The president-elect, Peter Pellegrini, who takes power next month, said the attack represented “a threat to everything that up till now adorned Slovak democracy.”
“If we express different political opinions with guns in the squares, and not in polling stations, we endanger everything we have built together in 31 years of Slovak sovereignty,” he said.
The lack of information about the shooter’s motives did not stop Fico allies from casting blame.
“This assassination attempt was politically motivated and the motivation was born immediately after the elections,” Interior Minister Matus Sutaj Estok said at the hospital.
At an earlier news conference, Lubos Blaha, deputy chairman of Fico’s party, Smer, turned to opposition deputies and said, “This is your work.”
Andrej Danko, a coalition partner, blamed journalists. “Are you happy?” he shouted at reporters.
Leaders across Europe and around the world expressed shock and outrage at the attack.
“We condemn this horrific act of violence,” President Biden said in a statement. “Our embassy is in close touch with the government of Slovakia and ready to assist.”
Fico has served multiple stints as Slovakia’s prime minister, most recently returning to power after winning an election in the fall.
He was forced out in 2018 amid public outrage over the killing of a journalist who had been investigating ties between his associates and the Italian mafia. But he staged a comeback by capitalizing on growing skepticism about the war in Ukraine and frustration with a cost-of-living crisis.
Russian President Vladimir Putin was among those who condemned the shooting. “There can be no justification for this monstrous crime,” he wrote to Čaputová, as reported by Reuters. “I know Robert Fico as a courageous and strong-minded man. I very much hope that these qualities will help him to survive this difficult situation.”

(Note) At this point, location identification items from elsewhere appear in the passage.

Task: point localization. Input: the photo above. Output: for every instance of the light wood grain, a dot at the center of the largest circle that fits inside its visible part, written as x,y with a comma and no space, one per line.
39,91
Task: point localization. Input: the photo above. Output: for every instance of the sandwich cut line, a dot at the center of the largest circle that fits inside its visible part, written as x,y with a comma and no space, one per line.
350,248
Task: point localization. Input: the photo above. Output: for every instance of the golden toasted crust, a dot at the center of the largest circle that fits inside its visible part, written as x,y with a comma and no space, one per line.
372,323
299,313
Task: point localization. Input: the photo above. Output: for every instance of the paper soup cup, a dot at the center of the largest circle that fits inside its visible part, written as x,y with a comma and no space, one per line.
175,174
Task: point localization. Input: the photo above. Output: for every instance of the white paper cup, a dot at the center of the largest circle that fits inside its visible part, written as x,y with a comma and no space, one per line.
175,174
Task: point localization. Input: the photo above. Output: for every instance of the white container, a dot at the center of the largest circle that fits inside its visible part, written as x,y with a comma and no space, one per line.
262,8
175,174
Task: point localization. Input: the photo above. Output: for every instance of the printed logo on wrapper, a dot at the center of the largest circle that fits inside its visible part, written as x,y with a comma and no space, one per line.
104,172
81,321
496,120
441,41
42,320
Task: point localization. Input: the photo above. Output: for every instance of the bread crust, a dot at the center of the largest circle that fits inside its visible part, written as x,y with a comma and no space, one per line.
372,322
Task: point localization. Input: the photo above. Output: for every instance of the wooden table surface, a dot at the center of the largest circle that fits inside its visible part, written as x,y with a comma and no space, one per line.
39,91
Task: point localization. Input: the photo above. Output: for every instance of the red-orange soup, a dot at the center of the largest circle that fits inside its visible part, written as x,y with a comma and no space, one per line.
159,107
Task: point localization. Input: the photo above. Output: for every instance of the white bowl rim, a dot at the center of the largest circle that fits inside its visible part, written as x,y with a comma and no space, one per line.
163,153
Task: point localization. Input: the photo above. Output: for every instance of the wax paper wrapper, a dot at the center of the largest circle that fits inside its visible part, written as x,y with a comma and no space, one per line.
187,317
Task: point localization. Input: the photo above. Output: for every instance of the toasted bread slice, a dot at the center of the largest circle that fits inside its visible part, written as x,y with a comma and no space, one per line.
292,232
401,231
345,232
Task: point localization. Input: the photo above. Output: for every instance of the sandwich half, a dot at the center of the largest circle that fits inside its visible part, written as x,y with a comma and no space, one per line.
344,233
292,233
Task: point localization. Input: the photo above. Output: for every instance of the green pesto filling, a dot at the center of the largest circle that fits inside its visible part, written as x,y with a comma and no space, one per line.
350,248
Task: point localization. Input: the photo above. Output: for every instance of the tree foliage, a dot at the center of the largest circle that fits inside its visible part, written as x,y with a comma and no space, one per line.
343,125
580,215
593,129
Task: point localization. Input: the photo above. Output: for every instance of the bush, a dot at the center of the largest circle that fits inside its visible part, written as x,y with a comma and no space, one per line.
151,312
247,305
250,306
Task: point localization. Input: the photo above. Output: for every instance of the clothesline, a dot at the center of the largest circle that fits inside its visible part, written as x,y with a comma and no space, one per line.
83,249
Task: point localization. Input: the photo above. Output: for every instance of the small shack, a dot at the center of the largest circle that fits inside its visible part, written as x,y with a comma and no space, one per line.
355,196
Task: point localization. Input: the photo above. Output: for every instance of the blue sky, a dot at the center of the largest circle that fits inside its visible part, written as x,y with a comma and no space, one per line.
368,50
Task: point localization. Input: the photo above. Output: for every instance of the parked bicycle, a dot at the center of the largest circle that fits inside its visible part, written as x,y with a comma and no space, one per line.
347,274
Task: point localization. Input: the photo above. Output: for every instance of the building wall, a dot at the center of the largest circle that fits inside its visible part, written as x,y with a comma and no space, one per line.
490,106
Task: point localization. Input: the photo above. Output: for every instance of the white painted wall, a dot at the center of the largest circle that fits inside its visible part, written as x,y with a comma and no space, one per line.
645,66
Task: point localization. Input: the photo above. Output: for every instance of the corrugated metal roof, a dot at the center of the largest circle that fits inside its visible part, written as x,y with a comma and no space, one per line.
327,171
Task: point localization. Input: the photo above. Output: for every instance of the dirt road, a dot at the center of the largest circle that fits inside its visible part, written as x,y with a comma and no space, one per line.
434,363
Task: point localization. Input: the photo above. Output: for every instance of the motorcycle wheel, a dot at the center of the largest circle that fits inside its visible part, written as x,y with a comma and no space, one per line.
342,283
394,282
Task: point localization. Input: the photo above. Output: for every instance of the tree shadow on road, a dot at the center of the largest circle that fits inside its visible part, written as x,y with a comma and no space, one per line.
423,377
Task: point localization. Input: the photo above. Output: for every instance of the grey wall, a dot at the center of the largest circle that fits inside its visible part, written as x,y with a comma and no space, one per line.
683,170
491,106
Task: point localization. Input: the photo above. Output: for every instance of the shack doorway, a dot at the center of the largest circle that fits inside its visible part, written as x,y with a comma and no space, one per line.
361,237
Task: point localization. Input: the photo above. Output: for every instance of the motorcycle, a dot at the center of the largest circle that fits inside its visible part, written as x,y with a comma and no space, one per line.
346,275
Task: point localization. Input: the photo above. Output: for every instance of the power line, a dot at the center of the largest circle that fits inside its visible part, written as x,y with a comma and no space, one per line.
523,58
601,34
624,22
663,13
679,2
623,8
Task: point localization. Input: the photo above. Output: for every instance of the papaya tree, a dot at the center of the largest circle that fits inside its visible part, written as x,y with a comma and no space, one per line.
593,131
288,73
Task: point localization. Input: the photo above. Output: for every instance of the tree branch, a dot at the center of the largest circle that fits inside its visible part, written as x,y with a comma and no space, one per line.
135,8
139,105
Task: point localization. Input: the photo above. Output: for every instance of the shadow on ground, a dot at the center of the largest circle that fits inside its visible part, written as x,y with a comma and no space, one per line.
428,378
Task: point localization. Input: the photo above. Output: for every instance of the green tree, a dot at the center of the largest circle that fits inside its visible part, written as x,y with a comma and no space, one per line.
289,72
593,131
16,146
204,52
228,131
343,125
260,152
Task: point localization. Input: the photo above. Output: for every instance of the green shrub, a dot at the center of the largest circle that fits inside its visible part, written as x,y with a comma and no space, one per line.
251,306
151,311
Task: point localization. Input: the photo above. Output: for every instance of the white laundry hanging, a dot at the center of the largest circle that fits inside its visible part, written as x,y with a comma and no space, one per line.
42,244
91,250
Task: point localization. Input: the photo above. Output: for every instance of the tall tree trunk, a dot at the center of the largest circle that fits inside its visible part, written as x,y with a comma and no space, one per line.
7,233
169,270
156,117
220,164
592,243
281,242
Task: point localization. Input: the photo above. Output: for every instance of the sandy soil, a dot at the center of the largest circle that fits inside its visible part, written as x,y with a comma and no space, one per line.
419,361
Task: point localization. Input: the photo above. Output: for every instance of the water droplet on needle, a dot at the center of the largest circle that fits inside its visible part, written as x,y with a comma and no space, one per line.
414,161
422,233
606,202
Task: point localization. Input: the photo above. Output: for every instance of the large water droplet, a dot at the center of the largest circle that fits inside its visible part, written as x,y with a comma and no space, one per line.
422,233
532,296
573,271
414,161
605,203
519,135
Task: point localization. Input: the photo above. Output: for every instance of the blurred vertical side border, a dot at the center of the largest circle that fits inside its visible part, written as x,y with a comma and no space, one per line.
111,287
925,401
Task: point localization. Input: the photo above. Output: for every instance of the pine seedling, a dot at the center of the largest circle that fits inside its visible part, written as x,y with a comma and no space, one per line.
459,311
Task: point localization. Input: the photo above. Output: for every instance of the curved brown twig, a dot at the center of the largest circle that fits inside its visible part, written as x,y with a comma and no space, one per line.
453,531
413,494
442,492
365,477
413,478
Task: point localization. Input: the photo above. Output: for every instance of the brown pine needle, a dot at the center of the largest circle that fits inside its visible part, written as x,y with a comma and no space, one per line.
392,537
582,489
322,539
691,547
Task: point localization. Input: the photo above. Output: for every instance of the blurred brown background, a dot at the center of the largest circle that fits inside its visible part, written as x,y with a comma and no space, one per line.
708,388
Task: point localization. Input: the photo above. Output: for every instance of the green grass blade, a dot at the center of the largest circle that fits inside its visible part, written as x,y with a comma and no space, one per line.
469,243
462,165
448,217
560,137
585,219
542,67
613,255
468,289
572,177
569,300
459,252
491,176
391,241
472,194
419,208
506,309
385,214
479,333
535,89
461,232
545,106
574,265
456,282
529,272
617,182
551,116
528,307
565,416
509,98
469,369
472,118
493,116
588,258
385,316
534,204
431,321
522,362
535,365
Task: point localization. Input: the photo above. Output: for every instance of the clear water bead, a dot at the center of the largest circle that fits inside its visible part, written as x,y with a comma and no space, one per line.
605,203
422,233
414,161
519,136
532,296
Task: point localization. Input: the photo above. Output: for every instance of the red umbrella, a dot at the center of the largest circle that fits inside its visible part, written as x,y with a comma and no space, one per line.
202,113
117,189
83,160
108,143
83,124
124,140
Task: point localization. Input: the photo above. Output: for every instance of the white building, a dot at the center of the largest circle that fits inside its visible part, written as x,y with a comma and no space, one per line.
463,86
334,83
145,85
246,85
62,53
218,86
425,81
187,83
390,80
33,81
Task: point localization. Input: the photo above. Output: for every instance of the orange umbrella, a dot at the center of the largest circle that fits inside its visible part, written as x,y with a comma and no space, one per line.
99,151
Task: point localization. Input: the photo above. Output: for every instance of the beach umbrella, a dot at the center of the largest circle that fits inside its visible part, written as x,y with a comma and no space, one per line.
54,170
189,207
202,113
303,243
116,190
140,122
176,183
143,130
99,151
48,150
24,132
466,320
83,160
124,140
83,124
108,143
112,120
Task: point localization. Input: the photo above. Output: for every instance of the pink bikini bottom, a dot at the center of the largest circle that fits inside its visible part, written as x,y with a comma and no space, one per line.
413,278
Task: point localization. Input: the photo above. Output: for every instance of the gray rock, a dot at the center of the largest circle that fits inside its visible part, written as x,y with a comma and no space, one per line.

Pavol Hardos, a political scientist at Comenius University in Bratislava, said the shooting spotlighted political polarization in Slovakia — and could deepen it.
“It’s too early to say what the ramifications will be, but some government politicians already said that this amounts to a declaration of war,” he said.
He said he worried that Fico’s party would use the attack as an argument to continue its effort to exert control over radio and television, for instance. “This will be a useful excuse for doing all the things they wanted to do,” he said. “They will be able to make the necessary steps even faster than they planned.”
Slovakia’s major opposition parties, Progressive Slovakia and Freedom and Solidarity, announced after the shooting that they had canceled a planned demonstration against the government’s proposed overhaul of public broadcasting.
Progressive Slovakia rejected any connection between the attacker and its party or movement, adding in a statement, “We are concerned about the further escalation of tension in society.”